Other points the CAB says charter passengers should consider:

* Seating may be more crowded than you are used to.

* Baggage won't be checked from a connecting flight to a charter or vice versa. You must allow time to retrieve your suitcase from the connecting flight and check it with the charter.

* As the departure date approaches, the charter operator may reduce the price of a ticket to fill the rest of the plane. Passengers who have already paid are not entitled to the cheaper rate.

* All charter flights and tours are subject to changes. You may cancel with a refund only in the case of four "major changes," specifically: a change in the departure or return date, "unless the date change results from a flight delay"; a change in the departure or return city; a change in the hotels in a package tour; or an increase in price, if it is more than 10 percent of what you paid.

The simplest way to find out what public charters are available is to check with a reputable travel agent.

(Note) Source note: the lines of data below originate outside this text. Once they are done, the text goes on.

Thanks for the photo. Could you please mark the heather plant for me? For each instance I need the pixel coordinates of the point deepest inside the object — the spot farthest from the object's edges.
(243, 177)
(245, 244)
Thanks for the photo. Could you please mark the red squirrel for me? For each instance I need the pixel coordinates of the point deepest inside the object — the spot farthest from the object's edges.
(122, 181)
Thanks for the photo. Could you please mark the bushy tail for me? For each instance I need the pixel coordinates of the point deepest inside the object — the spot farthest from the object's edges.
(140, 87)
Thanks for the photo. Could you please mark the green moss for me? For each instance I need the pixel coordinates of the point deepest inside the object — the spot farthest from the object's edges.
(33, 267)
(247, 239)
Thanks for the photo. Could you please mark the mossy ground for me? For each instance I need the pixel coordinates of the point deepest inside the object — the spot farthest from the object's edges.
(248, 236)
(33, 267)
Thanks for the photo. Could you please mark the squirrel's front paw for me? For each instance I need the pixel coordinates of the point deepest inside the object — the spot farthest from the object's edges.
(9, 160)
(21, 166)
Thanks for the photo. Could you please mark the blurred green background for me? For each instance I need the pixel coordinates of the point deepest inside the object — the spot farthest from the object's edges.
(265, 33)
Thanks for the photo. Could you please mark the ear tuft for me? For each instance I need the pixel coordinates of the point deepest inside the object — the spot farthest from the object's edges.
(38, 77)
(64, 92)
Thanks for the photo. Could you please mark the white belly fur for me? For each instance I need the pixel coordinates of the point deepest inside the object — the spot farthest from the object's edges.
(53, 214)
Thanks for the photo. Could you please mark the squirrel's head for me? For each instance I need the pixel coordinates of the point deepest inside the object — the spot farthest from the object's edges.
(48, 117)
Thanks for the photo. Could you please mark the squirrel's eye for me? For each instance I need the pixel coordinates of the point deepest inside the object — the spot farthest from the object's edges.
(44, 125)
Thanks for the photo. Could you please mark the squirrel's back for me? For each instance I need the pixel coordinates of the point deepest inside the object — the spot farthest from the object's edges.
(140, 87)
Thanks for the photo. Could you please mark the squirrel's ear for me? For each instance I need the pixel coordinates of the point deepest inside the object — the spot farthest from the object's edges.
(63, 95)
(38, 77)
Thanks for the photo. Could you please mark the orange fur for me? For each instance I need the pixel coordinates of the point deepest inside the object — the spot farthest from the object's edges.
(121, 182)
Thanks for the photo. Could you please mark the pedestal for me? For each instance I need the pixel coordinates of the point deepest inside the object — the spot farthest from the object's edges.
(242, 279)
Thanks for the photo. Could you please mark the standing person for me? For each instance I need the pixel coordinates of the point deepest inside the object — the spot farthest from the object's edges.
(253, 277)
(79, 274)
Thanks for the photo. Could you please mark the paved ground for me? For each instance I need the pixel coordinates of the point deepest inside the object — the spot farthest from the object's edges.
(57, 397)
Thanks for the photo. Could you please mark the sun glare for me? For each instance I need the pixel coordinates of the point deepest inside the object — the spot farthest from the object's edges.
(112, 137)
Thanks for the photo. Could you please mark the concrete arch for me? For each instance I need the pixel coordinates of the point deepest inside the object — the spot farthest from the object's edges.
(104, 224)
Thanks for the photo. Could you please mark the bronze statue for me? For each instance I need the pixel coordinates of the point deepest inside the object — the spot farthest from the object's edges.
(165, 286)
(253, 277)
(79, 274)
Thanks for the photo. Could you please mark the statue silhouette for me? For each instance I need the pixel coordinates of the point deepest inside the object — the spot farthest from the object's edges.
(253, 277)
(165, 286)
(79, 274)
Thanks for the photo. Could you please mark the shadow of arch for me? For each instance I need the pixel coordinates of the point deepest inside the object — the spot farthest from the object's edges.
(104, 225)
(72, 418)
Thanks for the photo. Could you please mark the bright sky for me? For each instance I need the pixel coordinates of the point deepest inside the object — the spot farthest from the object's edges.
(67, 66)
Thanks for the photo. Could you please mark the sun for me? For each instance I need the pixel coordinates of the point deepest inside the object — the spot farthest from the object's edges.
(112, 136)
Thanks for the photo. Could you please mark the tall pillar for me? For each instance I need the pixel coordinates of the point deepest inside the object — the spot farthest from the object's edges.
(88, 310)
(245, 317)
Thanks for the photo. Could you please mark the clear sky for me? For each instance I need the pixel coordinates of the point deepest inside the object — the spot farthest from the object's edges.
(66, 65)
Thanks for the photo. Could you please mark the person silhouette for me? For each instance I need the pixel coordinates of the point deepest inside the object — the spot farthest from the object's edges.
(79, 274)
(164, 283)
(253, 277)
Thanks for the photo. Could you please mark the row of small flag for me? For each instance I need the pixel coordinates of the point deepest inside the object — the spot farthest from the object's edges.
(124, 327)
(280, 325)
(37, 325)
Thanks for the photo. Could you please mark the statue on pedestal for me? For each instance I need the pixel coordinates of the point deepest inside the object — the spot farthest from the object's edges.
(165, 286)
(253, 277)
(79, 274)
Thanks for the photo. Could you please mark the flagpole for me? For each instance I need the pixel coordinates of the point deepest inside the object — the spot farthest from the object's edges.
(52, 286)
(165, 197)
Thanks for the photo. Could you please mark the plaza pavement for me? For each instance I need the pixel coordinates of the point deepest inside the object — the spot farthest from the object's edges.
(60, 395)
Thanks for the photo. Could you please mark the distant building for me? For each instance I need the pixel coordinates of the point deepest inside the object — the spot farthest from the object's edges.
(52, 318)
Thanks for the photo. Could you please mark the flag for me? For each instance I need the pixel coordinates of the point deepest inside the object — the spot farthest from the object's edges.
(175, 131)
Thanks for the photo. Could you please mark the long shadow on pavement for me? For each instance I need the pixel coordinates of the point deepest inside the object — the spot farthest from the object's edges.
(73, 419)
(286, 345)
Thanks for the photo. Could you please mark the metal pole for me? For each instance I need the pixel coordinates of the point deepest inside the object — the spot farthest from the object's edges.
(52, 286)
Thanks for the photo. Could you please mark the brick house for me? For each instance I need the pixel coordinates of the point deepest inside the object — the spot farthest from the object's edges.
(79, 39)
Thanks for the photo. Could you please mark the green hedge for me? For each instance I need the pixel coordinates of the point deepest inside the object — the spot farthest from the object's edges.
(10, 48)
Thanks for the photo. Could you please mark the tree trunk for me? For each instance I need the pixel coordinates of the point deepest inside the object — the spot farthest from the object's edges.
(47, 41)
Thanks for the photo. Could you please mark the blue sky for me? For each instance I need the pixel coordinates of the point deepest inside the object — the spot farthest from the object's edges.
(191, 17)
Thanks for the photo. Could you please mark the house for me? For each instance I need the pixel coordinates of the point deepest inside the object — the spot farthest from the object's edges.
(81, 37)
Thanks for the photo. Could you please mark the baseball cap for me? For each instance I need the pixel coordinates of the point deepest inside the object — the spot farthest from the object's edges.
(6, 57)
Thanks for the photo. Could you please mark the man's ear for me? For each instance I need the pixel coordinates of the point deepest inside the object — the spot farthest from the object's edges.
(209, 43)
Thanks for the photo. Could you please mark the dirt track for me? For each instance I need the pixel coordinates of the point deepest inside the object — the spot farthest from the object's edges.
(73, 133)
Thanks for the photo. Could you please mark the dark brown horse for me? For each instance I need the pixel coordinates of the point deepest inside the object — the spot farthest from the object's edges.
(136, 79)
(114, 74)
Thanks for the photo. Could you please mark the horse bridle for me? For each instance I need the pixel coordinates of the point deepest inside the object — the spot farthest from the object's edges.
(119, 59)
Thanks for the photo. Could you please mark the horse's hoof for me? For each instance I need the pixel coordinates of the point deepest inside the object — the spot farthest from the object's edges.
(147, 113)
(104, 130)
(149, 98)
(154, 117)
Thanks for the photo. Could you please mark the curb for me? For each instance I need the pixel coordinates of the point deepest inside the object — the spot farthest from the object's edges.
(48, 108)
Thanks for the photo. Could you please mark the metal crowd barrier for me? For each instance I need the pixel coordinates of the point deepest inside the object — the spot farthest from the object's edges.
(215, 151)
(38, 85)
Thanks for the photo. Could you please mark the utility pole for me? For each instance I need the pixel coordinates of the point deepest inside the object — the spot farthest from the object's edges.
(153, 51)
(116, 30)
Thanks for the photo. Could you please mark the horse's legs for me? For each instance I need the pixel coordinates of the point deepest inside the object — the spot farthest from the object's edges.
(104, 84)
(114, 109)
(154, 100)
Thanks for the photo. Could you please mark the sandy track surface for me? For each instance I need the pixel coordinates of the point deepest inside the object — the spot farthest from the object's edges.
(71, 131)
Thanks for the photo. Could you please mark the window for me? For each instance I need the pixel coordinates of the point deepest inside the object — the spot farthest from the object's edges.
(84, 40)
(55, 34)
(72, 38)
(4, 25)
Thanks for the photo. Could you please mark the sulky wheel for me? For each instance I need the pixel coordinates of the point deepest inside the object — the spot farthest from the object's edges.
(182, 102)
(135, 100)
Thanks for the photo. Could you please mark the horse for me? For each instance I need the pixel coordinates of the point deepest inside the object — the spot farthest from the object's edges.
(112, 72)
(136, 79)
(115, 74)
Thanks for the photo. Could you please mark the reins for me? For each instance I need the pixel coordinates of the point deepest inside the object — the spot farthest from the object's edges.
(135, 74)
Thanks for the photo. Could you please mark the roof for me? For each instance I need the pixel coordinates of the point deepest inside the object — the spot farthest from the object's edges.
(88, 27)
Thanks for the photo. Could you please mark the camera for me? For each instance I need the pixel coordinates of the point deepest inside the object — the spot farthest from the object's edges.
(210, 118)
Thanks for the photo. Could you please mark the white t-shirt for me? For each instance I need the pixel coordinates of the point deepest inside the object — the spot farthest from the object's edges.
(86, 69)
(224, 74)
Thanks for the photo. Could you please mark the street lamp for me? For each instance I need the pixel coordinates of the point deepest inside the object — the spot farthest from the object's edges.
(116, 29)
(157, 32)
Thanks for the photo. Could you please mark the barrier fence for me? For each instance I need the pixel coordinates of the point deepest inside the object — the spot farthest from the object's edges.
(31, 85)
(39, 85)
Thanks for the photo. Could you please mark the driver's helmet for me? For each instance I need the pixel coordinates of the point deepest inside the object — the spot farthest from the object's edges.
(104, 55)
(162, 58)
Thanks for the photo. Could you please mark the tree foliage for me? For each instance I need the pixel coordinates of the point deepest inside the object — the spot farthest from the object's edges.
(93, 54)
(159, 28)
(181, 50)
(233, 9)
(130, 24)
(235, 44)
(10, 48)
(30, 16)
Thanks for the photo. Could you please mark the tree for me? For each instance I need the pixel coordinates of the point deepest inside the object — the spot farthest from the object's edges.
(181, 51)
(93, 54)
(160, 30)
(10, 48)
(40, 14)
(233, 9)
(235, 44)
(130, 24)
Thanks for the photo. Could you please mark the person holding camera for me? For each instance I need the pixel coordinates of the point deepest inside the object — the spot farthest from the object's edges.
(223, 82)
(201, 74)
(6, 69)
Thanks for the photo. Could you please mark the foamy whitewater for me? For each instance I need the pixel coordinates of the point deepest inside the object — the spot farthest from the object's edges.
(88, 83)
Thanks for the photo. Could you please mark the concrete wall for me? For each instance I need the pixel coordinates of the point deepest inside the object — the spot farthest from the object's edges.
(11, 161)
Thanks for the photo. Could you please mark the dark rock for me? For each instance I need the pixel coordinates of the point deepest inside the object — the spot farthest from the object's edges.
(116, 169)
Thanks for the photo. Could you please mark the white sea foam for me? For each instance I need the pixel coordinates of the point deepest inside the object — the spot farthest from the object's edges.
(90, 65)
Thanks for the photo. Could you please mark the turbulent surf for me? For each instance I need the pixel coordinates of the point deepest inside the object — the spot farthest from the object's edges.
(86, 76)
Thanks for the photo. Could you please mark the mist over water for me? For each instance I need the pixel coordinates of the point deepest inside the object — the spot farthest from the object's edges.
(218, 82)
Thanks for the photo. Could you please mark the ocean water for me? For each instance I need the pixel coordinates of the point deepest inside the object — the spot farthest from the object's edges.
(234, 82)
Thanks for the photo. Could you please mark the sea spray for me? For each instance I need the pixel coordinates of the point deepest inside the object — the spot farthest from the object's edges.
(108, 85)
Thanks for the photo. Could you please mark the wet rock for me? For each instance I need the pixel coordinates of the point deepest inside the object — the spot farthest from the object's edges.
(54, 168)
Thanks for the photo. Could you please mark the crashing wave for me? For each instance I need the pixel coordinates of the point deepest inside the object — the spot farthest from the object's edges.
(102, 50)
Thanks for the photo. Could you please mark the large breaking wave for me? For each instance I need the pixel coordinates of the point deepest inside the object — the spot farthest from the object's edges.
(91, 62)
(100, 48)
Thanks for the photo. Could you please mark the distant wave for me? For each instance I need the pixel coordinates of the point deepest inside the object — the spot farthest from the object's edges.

Most subscribe to Jax Fax Travel Marketing Magazine, a monthly listing of thousands of flights. (The magazine is aimed at travel industry professionals, but a year's introductory subcription is $12 from Jet Airtransport Exchange Inc., 280 Tokeneke Rd., Darien, Conn. 06820.) Also, flights frequently are advertised in newspapers and magazines.

Jax Fax includes listings from a number of U.S. cities to about 80 U.S. and foreign destinations. The most heavily traveled route is to Europe. There are considerably fewer listings for South America and the Pacific.

To protect yourself on a charter offering:

* Ask your travel agent about the firm's performance record or phone CAB's consumer affairs office at 673-6047 for the complaint record.

* Read the operator/participant contract closely before paying any money. It spells out what you are buying.

"Charters can be a wise travel investment when you find one within your price range, and if you can be flexible in your travel plans," says the CAB. "Just be sure you know the conditions for the trip you're buying before you pay for it."